Penelitian tentang pengaruh genetik terhadap perilaku manusia
Telah banyak penelitian yang dilakukan untuk menjawab hal tersebut. Tetapi tetap saja belum ada jawaban yang pasti sampai sekarang. Hal ini terjadi karena sangat susah untuk mengetahui seberapa besar gen dan lingkungan mempengaruhi seseorang dalam berperilaku, mengambil keputusan, atau melakukan kebiasaannya. Penelitian-penelitian tersebut bahkan telah dilakukan pada berbagai objek, seperti anak kembar identik dan fratenal, bahkan pada kelompok orang yang memiliki sindrom mental.
Sebuah riset lain juga telah dilakukan dan melibatkan penderita sindrom Williams. Sindrom ini cukup langka dan menyebabkan penderitanya mengalami berbagai kekurangan, yaitu gangguan belajar sesuatu, mempunyai kepribadian yang unik, kemampuan intelektual juga rendah. Tidak hanya masalah pada kemampuan psikis saja, sindrom Williams ini menyebabkan penderitanya mengalami penyakit jantung dan pembuluh darah. Kemudian para peneliti dalam penelitian tersebut mengukur kemampuan otak responden mereka dengan melakukan berbagai tes, seperti tes kemampuan bahasa dan kemampuan mengingat.
Peneliti mencoba untuk mengerti dan menemukan hubungan antara gen dan perilaku dengan melihat perilaku pada penderita sindrom Williams. Lalu, mereka berhasil menemukan adanya perbedaan sistem kerja otak pada penderita Williams dibandingkan dengan orang yang normal. Hal ini menyatakan bahwa memang genetik bisa berpengaruh pada perilaku dan kehidupan sosial seseorang. Namun hal mengejutkan muncul dari hasil penelitian tersebut, yaitu diketahui bahwa otak pada penderita sindrom Williams kembali bekerja dengan normal setelah mereka beranjak dewasa. Dan peneliti pun menyatakan bahwa terdapat pengaruh lingkungan pada penderita sindrom Williams.

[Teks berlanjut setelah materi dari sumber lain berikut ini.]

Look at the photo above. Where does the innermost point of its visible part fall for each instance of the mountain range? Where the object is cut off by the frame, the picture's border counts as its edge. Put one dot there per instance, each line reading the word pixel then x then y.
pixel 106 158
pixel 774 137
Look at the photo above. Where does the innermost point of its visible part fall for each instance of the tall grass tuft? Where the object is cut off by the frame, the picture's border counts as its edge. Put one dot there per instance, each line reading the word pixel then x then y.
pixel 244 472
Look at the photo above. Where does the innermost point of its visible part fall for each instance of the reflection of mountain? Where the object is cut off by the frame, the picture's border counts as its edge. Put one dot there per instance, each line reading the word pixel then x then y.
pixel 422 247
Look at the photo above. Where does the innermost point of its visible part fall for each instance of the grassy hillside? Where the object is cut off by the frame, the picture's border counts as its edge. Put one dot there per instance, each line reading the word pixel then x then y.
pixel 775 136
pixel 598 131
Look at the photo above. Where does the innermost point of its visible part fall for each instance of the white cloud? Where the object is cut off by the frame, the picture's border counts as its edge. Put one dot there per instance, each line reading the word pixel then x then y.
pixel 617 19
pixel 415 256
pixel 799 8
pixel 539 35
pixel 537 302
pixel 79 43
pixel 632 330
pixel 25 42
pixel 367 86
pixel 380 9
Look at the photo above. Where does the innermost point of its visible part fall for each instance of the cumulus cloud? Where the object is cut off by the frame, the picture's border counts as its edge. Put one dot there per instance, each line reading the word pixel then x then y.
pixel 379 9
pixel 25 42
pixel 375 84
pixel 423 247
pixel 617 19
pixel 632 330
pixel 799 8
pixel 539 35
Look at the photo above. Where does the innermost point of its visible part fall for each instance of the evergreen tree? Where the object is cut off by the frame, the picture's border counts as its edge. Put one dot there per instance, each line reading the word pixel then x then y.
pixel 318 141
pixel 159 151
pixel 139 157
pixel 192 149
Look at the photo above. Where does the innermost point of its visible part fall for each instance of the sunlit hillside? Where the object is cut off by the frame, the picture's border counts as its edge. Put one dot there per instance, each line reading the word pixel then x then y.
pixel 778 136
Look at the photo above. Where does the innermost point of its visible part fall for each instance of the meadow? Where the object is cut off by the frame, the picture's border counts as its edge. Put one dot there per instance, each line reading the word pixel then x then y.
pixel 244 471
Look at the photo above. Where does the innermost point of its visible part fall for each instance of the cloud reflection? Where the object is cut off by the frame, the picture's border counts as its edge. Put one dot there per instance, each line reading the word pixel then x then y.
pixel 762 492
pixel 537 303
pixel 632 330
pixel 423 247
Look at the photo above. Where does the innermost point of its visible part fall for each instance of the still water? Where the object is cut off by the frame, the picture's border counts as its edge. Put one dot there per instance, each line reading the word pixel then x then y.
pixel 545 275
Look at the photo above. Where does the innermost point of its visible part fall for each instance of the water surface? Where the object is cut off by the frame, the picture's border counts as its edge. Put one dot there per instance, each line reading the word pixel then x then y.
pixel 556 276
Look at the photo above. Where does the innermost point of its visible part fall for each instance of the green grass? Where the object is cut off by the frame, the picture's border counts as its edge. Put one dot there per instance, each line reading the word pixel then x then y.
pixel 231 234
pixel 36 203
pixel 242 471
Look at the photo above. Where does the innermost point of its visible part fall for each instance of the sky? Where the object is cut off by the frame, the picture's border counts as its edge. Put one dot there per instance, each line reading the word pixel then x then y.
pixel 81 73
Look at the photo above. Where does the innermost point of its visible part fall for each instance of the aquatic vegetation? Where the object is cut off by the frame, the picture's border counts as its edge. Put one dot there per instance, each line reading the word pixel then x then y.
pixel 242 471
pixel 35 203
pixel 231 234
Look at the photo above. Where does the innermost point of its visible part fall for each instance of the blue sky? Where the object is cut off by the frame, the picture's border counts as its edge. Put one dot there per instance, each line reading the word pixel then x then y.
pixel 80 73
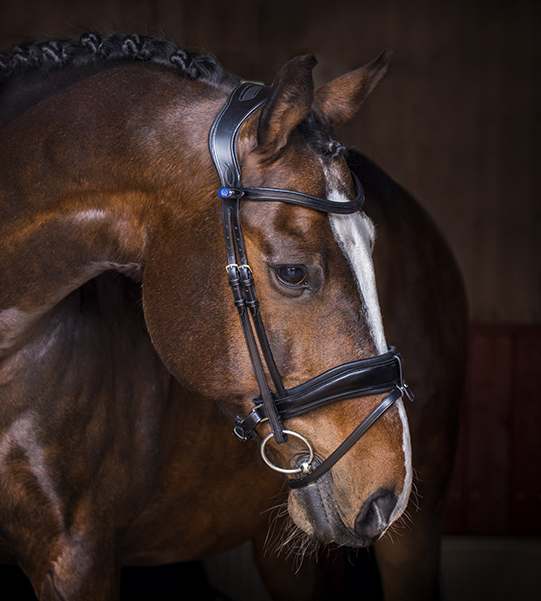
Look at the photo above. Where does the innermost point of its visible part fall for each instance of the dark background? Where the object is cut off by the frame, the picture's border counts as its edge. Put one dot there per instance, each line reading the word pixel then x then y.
pixel 456 122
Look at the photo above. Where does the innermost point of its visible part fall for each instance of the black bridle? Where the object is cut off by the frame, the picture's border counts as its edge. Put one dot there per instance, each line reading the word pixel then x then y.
pixel 363 377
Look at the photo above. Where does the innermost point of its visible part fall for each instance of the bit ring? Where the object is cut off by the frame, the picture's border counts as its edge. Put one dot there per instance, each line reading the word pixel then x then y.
pixel 305 466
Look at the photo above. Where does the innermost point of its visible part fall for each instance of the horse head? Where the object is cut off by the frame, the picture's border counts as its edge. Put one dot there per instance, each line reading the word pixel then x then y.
pixel 316 284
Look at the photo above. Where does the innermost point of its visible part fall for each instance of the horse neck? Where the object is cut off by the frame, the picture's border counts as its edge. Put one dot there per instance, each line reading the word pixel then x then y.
pixel 88 176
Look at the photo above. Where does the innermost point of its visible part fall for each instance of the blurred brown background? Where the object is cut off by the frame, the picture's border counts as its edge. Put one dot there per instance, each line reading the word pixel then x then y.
pixel 455 123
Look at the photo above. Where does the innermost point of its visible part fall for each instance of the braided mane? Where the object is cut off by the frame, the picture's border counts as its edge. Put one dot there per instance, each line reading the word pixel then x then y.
pixel 93 50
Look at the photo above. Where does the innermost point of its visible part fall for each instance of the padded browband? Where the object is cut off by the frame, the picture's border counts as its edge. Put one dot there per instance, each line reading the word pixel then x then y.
pixel 242 102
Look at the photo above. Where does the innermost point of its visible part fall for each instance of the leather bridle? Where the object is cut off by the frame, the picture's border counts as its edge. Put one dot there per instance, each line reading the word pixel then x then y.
pixel 362 377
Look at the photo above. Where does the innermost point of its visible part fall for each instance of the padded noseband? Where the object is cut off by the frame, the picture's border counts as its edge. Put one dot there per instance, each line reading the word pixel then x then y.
pixel 362 377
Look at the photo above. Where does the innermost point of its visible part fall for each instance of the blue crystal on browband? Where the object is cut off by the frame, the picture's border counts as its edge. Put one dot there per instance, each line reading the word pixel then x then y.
pixel 225 192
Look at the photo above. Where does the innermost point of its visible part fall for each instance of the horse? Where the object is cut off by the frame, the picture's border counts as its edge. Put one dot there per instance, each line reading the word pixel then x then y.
pixel 122 364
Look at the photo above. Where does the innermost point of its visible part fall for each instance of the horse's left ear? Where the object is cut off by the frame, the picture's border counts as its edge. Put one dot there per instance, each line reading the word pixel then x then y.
pixel 338 100
pixel 289 104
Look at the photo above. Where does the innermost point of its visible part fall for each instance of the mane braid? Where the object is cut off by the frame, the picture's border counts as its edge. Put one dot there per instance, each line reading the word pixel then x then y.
pixel 93 50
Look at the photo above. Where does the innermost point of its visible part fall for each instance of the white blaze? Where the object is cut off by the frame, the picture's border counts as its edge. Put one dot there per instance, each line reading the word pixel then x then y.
pixel 355 236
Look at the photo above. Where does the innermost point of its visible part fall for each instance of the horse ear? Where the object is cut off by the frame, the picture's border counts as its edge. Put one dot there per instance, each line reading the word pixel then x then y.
pixel 289 104
pixel 338 100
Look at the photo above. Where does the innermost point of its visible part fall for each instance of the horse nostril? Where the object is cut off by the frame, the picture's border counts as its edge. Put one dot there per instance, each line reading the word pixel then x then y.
pixel 375 514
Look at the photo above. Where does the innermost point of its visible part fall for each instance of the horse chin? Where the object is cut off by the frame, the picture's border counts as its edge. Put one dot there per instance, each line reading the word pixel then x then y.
pixel 313 509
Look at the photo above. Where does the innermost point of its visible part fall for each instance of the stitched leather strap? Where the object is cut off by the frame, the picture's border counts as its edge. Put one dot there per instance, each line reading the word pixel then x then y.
pixel 338 453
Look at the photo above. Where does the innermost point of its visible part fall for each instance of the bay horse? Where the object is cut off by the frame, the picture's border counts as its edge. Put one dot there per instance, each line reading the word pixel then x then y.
pixel 121 363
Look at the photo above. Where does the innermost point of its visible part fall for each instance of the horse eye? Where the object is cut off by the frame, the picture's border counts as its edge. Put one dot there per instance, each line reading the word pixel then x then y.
pixel 291 275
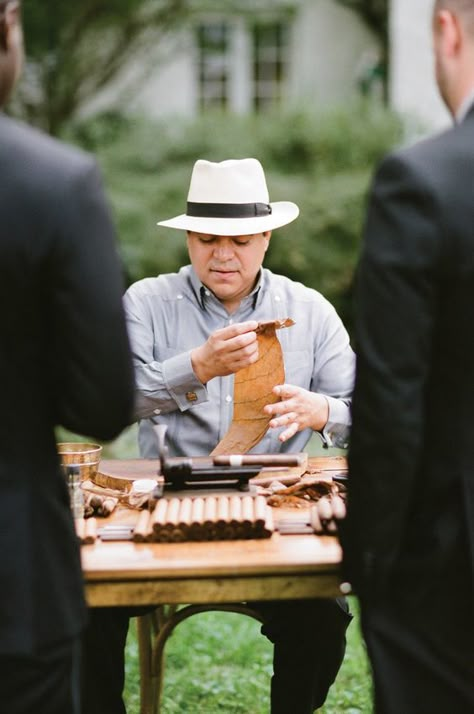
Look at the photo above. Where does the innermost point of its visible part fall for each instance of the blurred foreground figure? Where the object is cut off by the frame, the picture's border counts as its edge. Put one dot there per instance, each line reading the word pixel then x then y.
pixel 409 534
pixel 64 359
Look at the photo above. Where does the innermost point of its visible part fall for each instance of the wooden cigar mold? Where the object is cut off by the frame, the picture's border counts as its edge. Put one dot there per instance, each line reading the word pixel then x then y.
pixel 205 518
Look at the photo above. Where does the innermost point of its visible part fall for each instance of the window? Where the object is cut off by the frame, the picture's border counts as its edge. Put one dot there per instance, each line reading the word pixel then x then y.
pixel 242 67
pixel 213 45
pixel 270 43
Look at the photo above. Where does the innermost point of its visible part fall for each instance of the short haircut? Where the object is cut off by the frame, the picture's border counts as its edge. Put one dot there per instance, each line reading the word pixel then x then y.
pixel 464 9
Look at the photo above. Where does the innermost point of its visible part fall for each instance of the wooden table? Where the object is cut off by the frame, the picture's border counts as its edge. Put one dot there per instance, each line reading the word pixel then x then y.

Lingkungan tidak kalah penting dalam menentukan perilaku
Penelitian lain malah menyatakan bahwa perilaku antisosial seseorang telah ada di dalam gen orang tersebut, hal ini berarti menyatakan bahwa antisosial adalah bawaan dari lahir. Penelitian yang dilakukan pada 1300 anak remaja yang berumur 17 hingga 18 tahun di Swedia ini menemukan bahwa pada anak yang cenderung anti dengan kehidupan sosial, pasif, serta menarik diri dari lingkungan memiliki lebih banyak monoamine oxidase A (MAOA), yaitu sejenis zat perantara yang ada di sistem saraf yang berfungsi untuk mengantarkan sinyal antar sel saraf.
Dari penelitian ini juga ditemukan bahwa remaja yang memiliki MAOA tinggi tersebut mempunyai pengalaman kekerasan di masa kecilnya. Maka dapat disimpulkan bahwa genetik memang mempengaruhi perilaku seseorang tapi hal itu tidak terlepas dari lingkungan serta pengalaman yang pernah dialaminya.